While many feminists have lamented the current seemingly divisive environment, citing unnecessary and unfair critiques, others welcome the discourse. Mikki Kendall, creator of the #SolidarityIsForWhiteWomen hashtag, told Goldberg the alleged bullying and “silencing” that some argue is happening to some White feminists is a result of women of color and other marginalized groups finally having their say.

“If you look at the mentions for me, for @BlackAmazon, for @FeministaJones, for a lot of other black feminists, it’s hard for us to see this other stuff as bullying,” she explained. “Because we are getting so much more than ‘I don’t like your article.’ And we’re getting it all day. I had someone who spent four hours last week dumping porn images into my mentions. I’ve had people send me pictures of lynchings. So then when somebody says, ‘Oh, this article is terrible,’ and a bunch of people talk about how terrible an article was, and you say that’s bullying—I’m going to side-eye your definition of bullying.”

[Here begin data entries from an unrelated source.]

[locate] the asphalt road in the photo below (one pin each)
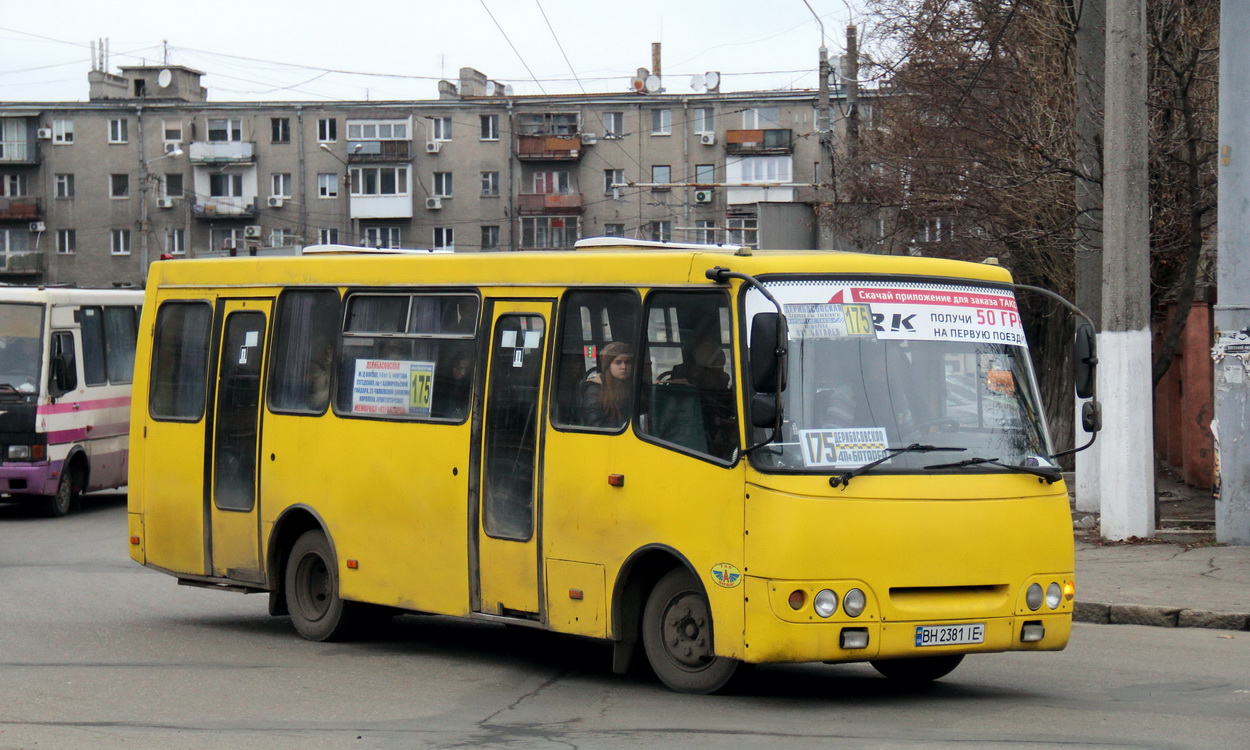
(98, 653)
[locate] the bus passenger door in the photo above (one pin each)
(510, 488)
(235, 538)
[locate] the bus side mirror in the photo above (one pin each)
(1085, 361)
(769, 335)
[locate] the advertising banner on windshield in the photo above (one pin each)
(894, 309)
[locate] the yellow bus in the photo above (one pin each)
(706, 455)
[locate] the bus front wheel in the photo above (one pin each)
(916, 671)
(678, 636)
(313, 591)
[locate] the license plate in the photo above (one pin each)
(950, 635)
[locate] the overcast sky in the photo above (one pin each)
(316, 50)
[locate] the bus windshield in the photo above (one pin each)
(879, 365)
(20, 329)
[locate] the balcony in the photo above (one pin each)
(19, 153)
(20, 209)
(204, 153)
(544, 204)
(549, 148)
(759, 141)
(225, 208)
(379, 151)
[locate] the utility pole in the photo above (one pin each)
(1090, 71)
(1124, 355)
(1233, 311)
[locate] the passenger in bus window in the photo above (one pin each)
(606, 395)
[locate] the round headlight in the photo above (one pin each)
(854, 603)
(1033, 596)
(1054, 594)
(825, 603)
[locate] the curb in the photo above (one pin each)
(1158, 616)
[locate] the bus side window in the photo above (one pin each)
(596, 329)
(691, 404)
(180, 361)
(305, 329)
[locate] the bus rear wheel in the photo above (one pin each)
(918, 671)
(311, 586)
(678, 636)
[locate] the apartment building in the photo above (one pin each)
(91, 193)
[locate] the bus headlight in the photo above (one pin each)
(1033, 596)
(1054, 594)
(825, 603)
(854, 603)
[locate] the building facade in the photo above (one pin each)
(91, 193)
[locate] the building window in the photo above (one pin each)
(120, 244)
(223, 131)
(381, 236)
(611, 178)
(549, 233)
(490, 238)
(281, 186)
(64, 185)
(444, 238)
(119, 131)
(328, 185)
(705, 231)
(661, 121)
(280, 130)
(66, 241)
(441, 128)
(119, 185)
(63, 131)
(443, 184)
(614, 124)
(490, 184)
(703, 121)
(225, 185)
(379, 180)
(489, 126)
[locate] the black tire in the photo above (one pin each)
(311, 590)
(60, 504)
(918, 671)
(678, 636)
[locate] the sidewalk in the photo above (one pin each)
(1179, 579)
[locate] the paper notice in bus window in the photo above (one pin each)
(393, 386)
(841, 449)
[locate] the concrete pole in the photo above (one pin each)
(1124, 373)
(1233, 311)
(1090, 69)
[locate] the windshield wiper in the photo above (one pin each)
(1050, 475)
(846, 476)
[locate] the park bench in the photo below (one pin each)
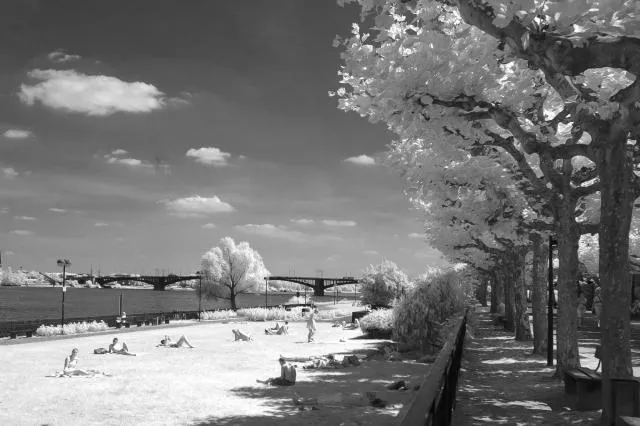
(584, 388)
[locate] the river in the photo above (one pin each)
(44, 303)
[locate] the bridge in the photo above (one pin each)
(319, 285)
(157, 281)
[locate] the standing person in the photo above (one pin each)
(311, 325)
(582, 307)
(597, 305)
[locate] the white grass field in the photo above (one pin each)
(215, 383)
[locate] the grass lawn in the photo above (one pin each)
(215, 383)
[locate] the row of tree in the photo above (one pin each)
(516, 120)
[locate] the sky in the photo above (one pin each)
(136, 134)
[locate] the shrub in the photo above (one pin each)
(378, 323)
(420, 318)
(72, 328)
(381, 284)
(216, 315)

According to Kendall, the real problem is that mainstream feminists are not used to women of color forcing them to listen.

“Feminism has a mammy problem, and mammy doesn’t live here anymore. I know The Help told you you was smart, you was important, you was special. The Help lied. You’re going to have to deal with anger, you’re going to have to deal with hurt.”

Like most of society, feminism is going through definite growing pains. Through the advent of blogs and social media, traditionally marginalized groups now have the ability to broadcast their opinions and needs, and White feminists (along with the rest of us) are just going to have to deal with the changes.